Re: Why I am 100 percent against schools for the blind

I did half of my schooling in catholic school and the other half at a school for the blind. I can say I had good and bad experiences in both.
In mainstream schools I didn't really have difficulty when it came to accommodation, and I wasn't bullied very often either. Actually I was well liked by my support workers who worked with me one-on-one most of the time.
The problem lies in the fact I wasn't a part of anything. I was out of the classroom 90 percent of the time, because my braille was too noisy for the rest of the kids to learn and because my workers always had to be talking to me when teaching me math on the abacus. So the other kids weren't seeing me in class. At recess they would talk to me, but it was mostly curiosity about my cane and that sort of things. It wasn't like I was included in their play all that often.
Then I got a computer in grade 5, and because it was a desktop it was permanently placed in a room. So I graduated from the hallway to behind closed doors most of the time.

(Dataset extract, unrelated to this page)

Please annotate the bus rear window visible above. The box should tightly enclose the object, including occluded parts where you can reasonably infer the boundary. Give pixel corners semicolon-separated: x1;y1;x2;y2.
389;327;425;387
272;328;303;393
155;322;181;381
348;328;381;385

On the family front, it wasn't like they could put me in hockey or something like my brother and sister. Sometimes they'd try to teach me life skills, but not being themselves trained to teach it and having the extra burden of fears about my future, they had absolutely zero patience -- if I didn't master the skill in one or two attempts there'd be consequences. The consequences were never severe, but they were enough to make learning hard because you were in fear knowing you had one kick at the can or else your next few days wouldn't be so great.
Then I left in grade 6 to go to blind school. It was my idea, I told my mother I wanted to try it and she let me go.
For the first two years I didn't like it very much. There were 3 main classes of residence, based on age and maturity level. Back then they were called Junior, Intermediate and Senior, but since then the names have changed. After Senior there was a chance you could make it into a special house where independent living training was more intense, and there were a couple of other categories like deaf blind.
As I started in grade 6, I begin in the junior residence. I hated it. It was bootcamp -or prison- like. Extremely structured like some of the earlier posters described. Every moment of your day was preplanned; exactly where you went and exactly what you did. When you played, when you did homework, when you changed into your pyjamas, when you ate, when you showered, when you exercised or did sports; all these things were scheduled to the minute.
Needless to say I looked forward to the weekends when I'd go home (by commercial airline!).
I don't know how I got through those first two years without saying Screw this, I want to go back to mainstream school at home; but I did, and I'm glad I did.
Once you moved up to the intermediate class, things were much better. There was still some structure; there were specific sporting events and other things everyone attended. but that became not so bad because being intermediate gave you the freedom to make some decisions on your own and to have some choice over how you spent your time.
As well, being part of things like extracurricular
sports was nice. It was far more than I'd have ever had back at home.
Even if I didn't enjoy all the sports all the time, there were the ones I liked and at least it was much better than never having the chance to participate in anything.
I spent ten years there. I moved up to the senior class and then got into the house after that.
In the house, we learned to cook our own meals, do our own cleaning, go grocery shopping, etc. The biggest problem I see with the school is that these things should be everyday activities right from the get-go, not just at the very end of your time there if you happen to make it that far up the residence "ladder".
Instead of assembling in the lunch room and being served, students should be taught -- and expected -- to pack their own lunches in residence the night before and bring them to school with them like any other kids would do.
We should have been involved in preparation of meals instead of having dinner delivered to us in residence on a big trolly at 5:00 every evening.
Other than that, I'd say I got more out of my education there than I would have gotten back home. When I started there in 2001, it was all braille and then it slowly transitioned to being mostly computer based. For me at least, this was a welcome change. Reading and doing school work got much faster, and bringing your homework home was now a matter of carting a USB key instead of a massive heavy bag of books. It was almost exclusively Jaws. They got a few Macs towards the end of my time there, but I never really explored anything other than Jaws until much later.

To the issue of being unprepared for the real world, unfortunately there's some truth to this. For me it was mostly the fact that I knew my home for the past ten years was just going to be gone one day that was the hardest part. I was always adept at self advocacy, though to be fair it wasn't like we never had to fight for things at the school either. There were overzealous staff, unfair decisions made from time to time and that sort of thing. Having a gradual transition period could be helpful, where you do a little bit of mainstream school, increasing as you get closer to the cutoff day. Most of the mental preparation for moving on I had to do myself, and it went better than I ever thought it might.
So I think this is a double edged sword. Blind school can be good if it's done right. Mine got a lot of things right and set me on a good path, but the things it got wrong actually did cause some problems.